I particularly like the idea of localised phylogenetic trees i.e. understanding all of the phylogenetic relationships between organisms within a certain area. With next gen sequencing and environmental DNA technology (see http://onlinelibrary.wiley.com/doi/10.1111/j.1365-294X.2012.05542.x/abstract) this is going to be a real possibility. I agree with the authors, that this coupled with functional trait data will be a powerful method to understand local ecology and will greatly contribute to our general understanding of biology. Creating meaningful phylogenies is the challenge….
Often species adapted to disturbance are neglected in conservation. Generally this is not a problem as generally humans do a fine job creating disturbed habitat, however in some forest landscapes ‘natural’ disturbance (e.g. fire) is being excluded. In Sweden (and Tasmania) at least, the only disturbance is clear cutting so it’s important to understand what impact this is having on early seral species. A recent paper by Rubene et al (see the link below) looks at two red listed early seral beetles and the impacts of clear cutting compared to variable retention (VR) practices. many previous studies have shown positive effects of VR on old growth species, yet few have looked at species adapted for disturbance.

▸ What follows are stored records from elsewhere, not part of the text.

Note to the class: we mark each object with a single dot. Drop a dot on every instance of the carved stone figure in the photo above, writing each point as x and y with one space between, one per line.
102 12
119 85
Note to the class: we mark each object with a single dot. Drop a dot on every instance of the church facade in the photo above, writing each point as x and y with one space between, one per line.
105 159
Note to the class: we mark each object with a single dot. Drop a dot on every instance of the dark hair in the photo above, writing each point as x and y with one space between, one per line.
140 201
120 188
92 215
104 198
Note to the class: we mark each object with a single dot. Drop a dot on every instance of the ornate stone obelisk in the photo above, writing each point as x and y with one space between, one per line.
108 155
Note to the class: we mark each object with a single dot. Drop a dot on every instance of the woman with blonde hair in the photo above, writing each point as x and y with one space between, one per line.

Basically, they found that a greater abundance of both threatened species in the VR plots compared to the clear cut, which they then link to increased amount and quality of dead wood in the VR coupes.
This type of work hasn’t been done in Tasmania, even though there are plenty of species that are young seral specialists (including the Pselaphid Anabaxis below). As is nearly always the case in Australia, we have a very limited understanding of what species are rare or not. This paper demonstrates that it’s important that we don’t neglect young seral communities as they too can be of conservation value.